Mi si dirà: cosa c’entra tutto questo con Caritas e con Auxilium? C’entra eccome! Perché l’attenzione alle varie forme di fragilità e disagio, di esclusione e indifferenza verso la globalità degli aspetti che riguardano tutta la casa comune, non può continuare ad essere appaltata a questo o a quello, ad una organizzazione o all’altra, agli adulti o ai giovani, agli operatori o ai volontari, agli esperti o ai politici, ma deve essere una convergenza di “cuore”; deve essere non tanto l’azione (le opere a sostegno/vantaggio di qualcuno) ma la vita stessa della comunità. Parlando di poveri, il documento scrive del contributo che i giovani possono offrire per costruire una comunità fraterna e prossima ai poveri, in particolare ai giovani scartati e sofferenti. Non si tratta di fare qualcosa per loro, ma di vivere con loro e questo può essere possibile solo se si da vita a comunità “complesse”. Comunità dove tutto è in relazione, dove la crescita nella fede, la ricerca della verità e di senso, la passione per l’annuncio, le scelte di vita orientate al “noi” sono immagine di vera fraternità evangelica.

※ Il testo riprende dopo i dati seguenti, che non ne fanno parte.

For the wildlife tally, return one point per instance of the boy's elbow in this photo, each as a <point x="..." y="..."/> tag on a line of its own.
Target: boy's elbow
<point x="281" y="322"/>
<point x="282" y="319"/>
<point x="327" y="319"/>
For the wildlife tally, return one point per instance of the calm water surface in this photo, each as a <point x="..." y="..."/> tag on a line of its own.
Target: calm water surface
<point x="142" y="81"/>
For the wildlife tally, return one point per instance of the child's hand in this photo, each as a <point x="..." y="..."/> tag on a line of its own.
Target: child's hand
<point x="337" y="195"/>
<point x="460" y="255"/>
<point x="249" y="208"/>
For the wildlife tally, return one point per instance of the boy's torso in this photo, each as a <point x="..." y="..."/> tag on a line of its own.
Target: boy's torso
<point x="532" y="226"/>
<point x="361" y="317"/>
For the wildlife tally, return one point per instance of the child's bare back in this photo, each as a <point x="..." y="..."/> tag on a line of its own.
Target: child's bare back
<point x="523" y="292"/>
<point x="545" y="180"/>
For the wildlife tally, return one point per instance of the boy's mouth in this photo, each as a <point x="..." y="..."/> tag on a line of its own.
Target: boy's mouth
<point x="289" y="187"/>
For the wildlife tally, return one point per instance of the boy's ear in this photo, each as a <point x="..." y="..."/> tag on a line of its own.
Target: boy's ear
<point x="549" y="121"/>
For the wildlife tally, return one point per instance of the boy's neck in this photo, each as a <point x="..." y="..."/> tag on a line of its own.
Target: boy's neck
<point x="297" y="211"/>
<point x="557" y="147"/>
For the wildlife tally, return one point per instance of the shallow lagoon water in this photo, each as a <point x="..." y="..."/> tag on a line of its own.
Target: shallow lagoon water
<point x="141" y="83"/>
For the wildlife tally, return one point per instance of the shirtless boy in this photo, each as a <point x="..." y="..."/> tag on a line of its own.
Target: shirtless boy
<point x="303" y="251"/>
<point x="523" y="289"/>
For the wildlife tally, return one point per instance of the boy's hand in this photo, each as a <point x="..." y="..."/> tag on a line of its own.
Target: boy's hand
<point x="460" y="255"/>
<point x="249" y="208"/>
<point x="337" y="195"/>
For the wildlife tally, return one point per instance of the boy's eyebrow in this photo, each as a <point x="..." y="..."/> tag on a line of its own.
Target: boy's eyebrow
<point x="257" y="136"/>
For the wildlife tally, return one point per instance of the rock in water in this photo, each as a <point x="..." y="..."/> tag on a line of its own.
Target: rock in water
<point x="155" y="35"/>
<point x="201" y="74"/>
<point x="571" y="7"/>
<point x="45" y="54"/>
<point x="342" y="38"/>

Al par. 157, il documento ripropone la realtà della “condizione attuale caratterizzata da una crescente complessità dei fenomeni sociali e dell’esperienza individuale. Nella concretezza della vita i cambiamenti in atto si influenzano reciprocamente e non possono essere affrontati con uno sguardo selettivo. Nel reale tutto è connesso: la vita familiare e l’impegno professionale, l’utilizzo delle tecnologie e il modo di sperimentare la comunità, la difesa dell’embrione e quella del migrante. La concretezza ci parla di una visione antropologica della persona come totalità e di un modo di conoscere che non separa ma coglie i nessi, apprende dall’esperienza rileggendola alla luce della Parola, si lascia ispirare dalle testimonianze esemplari più che dai modelli astratti. Ciò richiede un nuovo approccio formativo, che punti all’integrazione delle prospettive, renda capaci di cogliere l’intreccio dei problemi e sappia unificare le diverse dimensioni della persona. Questo approccio è in profonda sintonia con la visione cristiana che contempla nell’incarnazione del Figlio l’incontro inseparabile del divino e dell’umano, della terra e del cielo.” Mi sembra di rileggere la Laudato si’ (cfr. anche il già citato paragrafo 132). Occorre integrare, occorre saper mettere in relazione. Non esiste un prima e un poi, una formazione e poi l’azione, una questione di giovani e una di adulti, una questione ecclesiale e una sociale. Soprattutto dobbiamo evitare, oggi più che mai, di rimettere mano ad aspetti organizzativi, strutturali; di mettere a tema, a calendario; di progettare interventi ed iniziative specie se non hanno radici in comunità credibili.

Se desideriamo rendere un “servizio” (gran brutta parola!) credo che Caritas ed Auxilium debbano contribuire a costruire comunità non frammentate ma aperte ed integrate dove “i mille volti” siano espressione di un’unica tensione e di un’unica testimonianza.